As Mrs. Ponder watched, one Elvis punched another across the jaw. He staggered back into an Audrey. Two Elvises grabbed him
from behind and pulled him away. An Audrey buried her face in her hands and turned aside, as though she couldn’t bear to watch. Someone shouted, “Stop this!”

Indeed. What would your beautiful children think?
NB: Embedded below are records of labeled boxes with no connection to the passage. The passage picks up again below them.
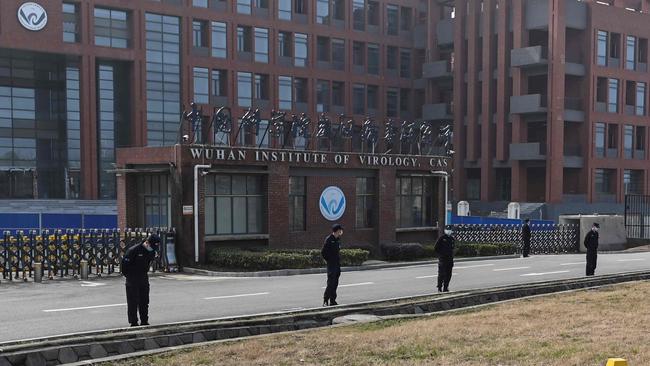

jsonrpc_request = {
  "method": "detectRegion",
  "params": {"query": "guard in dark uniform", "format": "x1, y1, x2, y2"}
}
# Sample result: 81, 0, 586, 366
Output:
434, 226, 454, 292
521, 219, 531, 258
120, 234, 160, 327
321, 224, 343, 306
585, 222, 600, 276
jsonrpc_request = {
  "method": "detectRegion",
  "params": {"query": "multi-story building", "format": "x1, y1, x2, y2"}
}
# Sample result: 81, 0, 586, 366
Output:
423, 0, 650, 218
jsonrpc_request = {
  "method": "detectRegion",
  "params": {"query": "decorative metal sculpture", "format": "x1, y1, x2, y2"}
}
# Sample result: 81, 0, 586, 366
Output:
384, 118, 398, 154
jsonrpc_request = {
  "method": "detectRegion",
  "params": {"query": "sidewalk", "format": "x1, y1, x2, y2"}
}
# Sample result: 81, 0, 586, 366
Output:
181, 254, 519, 277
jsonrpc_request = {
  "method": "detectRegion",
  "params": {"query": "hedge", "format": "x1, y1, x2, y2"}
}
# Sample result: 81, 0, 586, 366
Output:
209, 248, 369, 271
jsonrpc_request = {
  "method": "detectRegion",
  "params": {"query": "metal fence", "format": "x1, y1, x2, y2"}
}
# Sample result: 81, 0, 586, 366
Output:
624, 194, 650, 239
454, 224, 580, 254
0, 228, 175, 281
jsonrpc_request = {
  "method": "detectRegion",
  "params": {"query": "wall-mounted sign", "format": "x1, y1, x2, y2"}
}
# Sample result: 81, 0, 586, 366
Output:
318, 186, 345, 221
18, 3, 47, 32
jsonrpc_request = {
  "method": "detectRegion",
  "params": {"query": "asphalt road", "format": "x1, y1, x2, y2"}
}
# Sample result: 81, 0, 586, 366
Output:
0, 252, 650, 342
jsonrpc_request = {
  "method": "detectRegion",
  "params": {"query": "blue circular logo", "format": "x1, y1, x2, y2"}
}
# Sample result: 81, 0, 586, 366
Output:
318, 186, 345, 221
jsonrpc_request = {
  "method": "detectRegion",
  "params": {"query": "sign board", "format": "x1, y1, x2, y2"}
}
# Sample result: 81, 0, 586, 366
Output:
183, 205, 194, 216
318, 186, 346, 221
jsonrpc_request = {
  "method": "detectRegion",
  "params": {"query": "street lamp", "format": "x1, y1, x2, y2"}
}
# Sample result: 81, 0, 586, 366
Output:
431, 170, 451, 228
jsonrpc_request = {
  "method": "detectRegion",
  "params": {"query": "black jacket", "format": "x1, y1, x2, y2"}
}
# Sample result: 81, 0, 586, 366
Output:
434, 234, 455, 262
121, 244, 156, 285
521, 224, 530, 242
585, 230, 598, 252
321, 234, 341, 268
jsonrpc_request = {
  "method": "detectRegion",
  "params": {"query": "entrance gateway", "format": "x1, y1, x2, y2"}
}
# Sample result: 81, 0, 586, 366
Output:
116, 144, 451, 264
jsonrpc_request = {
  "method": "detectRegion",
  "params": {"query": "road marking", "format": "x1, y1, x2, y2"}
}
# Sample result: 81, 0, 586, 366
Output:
322, 282, 375, 288
43, 304, 126, 313
617, 258, 645, 262
203, 292, 269, 300
493, 267, 530, 272
520, 271, 571, 277
454, 264, 494, 269
81, 281, 106, 287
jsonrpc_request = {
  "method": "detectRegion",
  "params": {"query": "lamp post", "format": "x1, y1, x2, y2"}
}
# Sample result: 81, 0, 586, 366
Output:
431, 170, 451, 228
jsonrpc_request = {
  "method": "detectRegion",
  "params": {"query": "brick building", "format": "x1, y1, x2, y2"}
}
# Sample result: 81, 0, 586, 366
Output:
423, 0, 650, 218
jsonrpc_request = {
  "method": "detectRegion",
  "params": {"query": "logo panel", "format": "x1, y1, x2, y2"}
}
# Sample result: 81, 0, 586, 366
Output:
18, 3, 47, 32
318, 186, 346, 221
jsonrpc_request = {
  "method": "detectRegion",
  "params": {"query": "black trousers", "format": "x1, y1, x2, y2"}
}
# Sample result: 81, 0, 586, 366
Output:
522, 240, 530, 257
323, 268, 341, 301
438, 261, 454, 290
126, 283, 149, 324
587, 250, 598, 276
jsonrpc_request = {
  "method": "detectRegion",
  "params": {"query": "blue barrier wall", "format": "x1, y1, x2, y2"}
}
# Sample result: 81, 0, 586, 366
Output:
0, 213, 117, 231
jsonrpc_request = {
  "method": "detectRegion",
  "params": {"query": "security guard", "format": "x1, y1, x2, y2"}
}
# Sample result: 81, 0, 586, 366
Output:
434, 226, 454, 292
120, 234, 160, 327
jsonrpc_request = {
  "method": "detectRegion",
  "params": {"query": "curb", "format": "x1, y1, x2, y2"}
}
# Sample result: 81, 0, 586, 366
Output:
181, 254, 519, 277
0, 271, 650, 366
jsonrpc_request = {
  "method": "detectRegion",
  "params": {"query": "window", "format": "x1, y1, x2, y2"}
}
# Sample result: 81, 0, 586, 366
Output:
386, 4, 399, 36
594, 122, 606, 158
625, 36, 636, 70
399, 48, 411, 78
62, 3, 79, 43
237, 0, 252, 14
237, 71, 253, 108
194, 67, 210, 104
399, 6, 413, 32
278, 76, 293, 111
386, 88, 398, 117
212, 22, 228, 58
289, 177, 307, 231
294, 33, 307, 67
366, 85, 379, 110
278, 0, 291, 20
352, 41, 366, 66
352, 84, 366, 114
192, 20, 208, 47
255, 28, 269, 63
368, 43, 379, 75
316, 0, 330, 24
596, 30, 608, 66
332, 81, 345, 107
237, 25, 253, 52
623, 169, 643, 194
94, 8, 131, 48
386, 46, 399, 70
356, 178, 375, 229
368, 1, 379, 27
316, 80, 330, 113
607, 79, 618, 113
395, 177, 433, 227
205, 174, 266, 235
212, 70, 228, 97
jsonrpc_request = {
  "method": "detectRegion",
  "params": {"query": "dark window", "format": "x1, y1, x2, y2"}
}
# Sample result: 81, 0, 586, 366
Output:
204, 174, 266, 235
356, 178, 375, 229
289, 177, 307, 231
395, 177, 433, 227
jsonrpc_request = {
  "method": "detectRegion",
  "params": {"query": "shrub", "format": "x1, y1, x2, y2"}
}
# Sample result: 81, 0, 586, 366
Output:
381, 243, 425, 261
209, 248, 369, 271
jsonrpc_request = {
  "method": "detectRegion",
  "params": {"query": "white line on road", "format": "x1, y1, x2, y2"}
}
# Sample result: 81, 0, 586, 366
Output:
454, 264, 494, 269
520, 271, 571, 277
43, 304, 126, 313
203, 292, 269, 300
322, 282, 375, 288
617, 258, 645, 262
493, 267, 530, 272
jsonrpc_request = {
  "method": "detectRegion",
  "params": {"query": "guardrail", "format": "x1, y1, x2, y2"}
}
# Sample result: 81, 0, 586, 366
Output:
0, 228, 175, 281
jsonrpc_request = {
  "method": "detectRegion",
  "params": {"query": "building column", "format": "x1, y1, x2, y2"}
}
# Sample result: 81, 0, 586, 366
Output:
546, 0, 566, 203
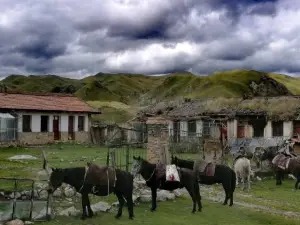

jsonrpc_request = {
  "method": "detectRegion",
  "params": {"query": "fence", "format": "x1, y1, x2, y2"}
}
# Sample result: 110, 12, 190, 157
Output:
0, 178, 52, 222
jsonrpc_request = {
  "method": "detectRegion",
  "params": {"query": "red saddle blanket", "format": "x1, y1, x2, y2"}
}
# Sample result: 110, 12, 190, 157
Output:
272, 154, 291, 170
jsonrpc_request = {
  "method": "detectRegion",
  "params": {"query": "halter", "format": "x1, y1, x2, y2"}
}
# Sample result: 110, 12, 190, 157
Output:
146, 168, 156, 182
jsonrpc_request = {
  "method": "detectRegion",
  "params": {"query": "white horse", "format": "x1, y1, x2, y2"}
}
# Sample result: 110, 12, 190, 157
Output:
234, 157, 254, 191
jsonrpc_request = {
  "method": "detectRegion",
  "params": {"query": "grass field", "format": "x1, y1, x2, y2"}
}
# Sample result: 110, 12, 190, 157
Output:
0, 144, 300, 225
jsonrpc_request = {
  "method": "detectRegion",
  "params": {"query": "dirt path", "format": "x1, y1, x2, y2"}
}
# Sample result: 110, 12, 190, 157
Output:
180, 185, 300, 219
“Should I call the police?” wondered Mrs. Ponder out loud, but then she heard the wail of a siren in the distance, at the same time as a woman on the balcony began to scream and scream.

Gabrielle:
It wasn’t like it was just the mothers, you know. It wouldn’t have happened without the dads. I guess it
started
with the mothers. We were the main players, so to speak. The mums. I can’t stand the word “mum.” It’s a frumpy word. “Mom” is better. With an
o
. It sounds skinnier. We should change to the American spelling. I have body-image issues, by the way. Who doesn’t, right?

Bonnie:
It was all just a terrible misunderstanding. People’s feelings got hurt, and then everything just spiraled out of control. The way it does. All conflict can be traced back to someone’s feelings getting hurt, don’t you think? Divorce. World wars. Legal action. Well, maybe not every legal action. Can I offer you an herbal tea?

Stu:
I’ll tell you exactly why it happened:
Women don’t let things
go.
Not saying the blokes don’t share part of the blame. But if the girls hadn’t gotten their knickers in a knot . . . And that might sound sexist, but it’s not, it’s just a fact of life. Ask any man—not some new-age, artsy-fartsy, I-wear-moisturizer type, I mean a real man—ask a real man, then he’ll tell you that women are like the Olympic athletes of grudges. You should see my wife in action. And she’s not even the worst of them.

Miss Barnes:
Helicopter parents. Before I started at Pirriwee Public, I thought it was an exaggeration, this thing about parents being overly involved with their kids. I mean, my mum and dad loved me, they were, like,
interested
in me when I was growing up in the nineties, but they weren’t, like,
obsessed
with me.

Mrs. Lipmann:
It’s a tragedy, and deeply regrettable, and we’re all trying to move forward. I have no further comment.

Carol:
I blame the Erotic Book Club. But that’s just me.

Jonathan:
There was nothing erotic about the Erotic Book Club, I’ll tell you that for free.

Jackie:
You know what? I see this as a feminist issue.

Harper:
Who said it was a feminist issue? What the heck? I’ll you what started it: the
incident
at the kindergarten orientation day.

Graeme:
My understanding was that it all goes back to the stay-at-home mums battling it out with the career mums. What do they call it? The Mummy Wars. My wife wasn’t involved. She doesn’t have time for that sort of thing.

Thea:
You journalists are just loving the French-nanny angle. I heard someone on the radio today talking about the “French maid,” which Juliette was certainly not. Renata had a housekeeper as well. Lucky for some. I have four children, and no staff to help out! Of course, I don’t have a problem
per se
with working mothers, I just wonder why they bothered having children in the first place.

Melissa:
You know what I think got everyone all hot and bothered? The head lice. Oh my gosh, don’t let me get started on the head lice.

Samantha:
The head lice? What did that have to do with anything? Who told you that? I bet it was Melissa, right? That poor girl suffered post-traumatic stress disorder after her kids kept getting reinfected. Sorry. It’s not funny. It’s not funny at all.

Detective-Sergeant Adrian
Quinlan:
Let me be clear: This is not a circus. This is a murder investigation.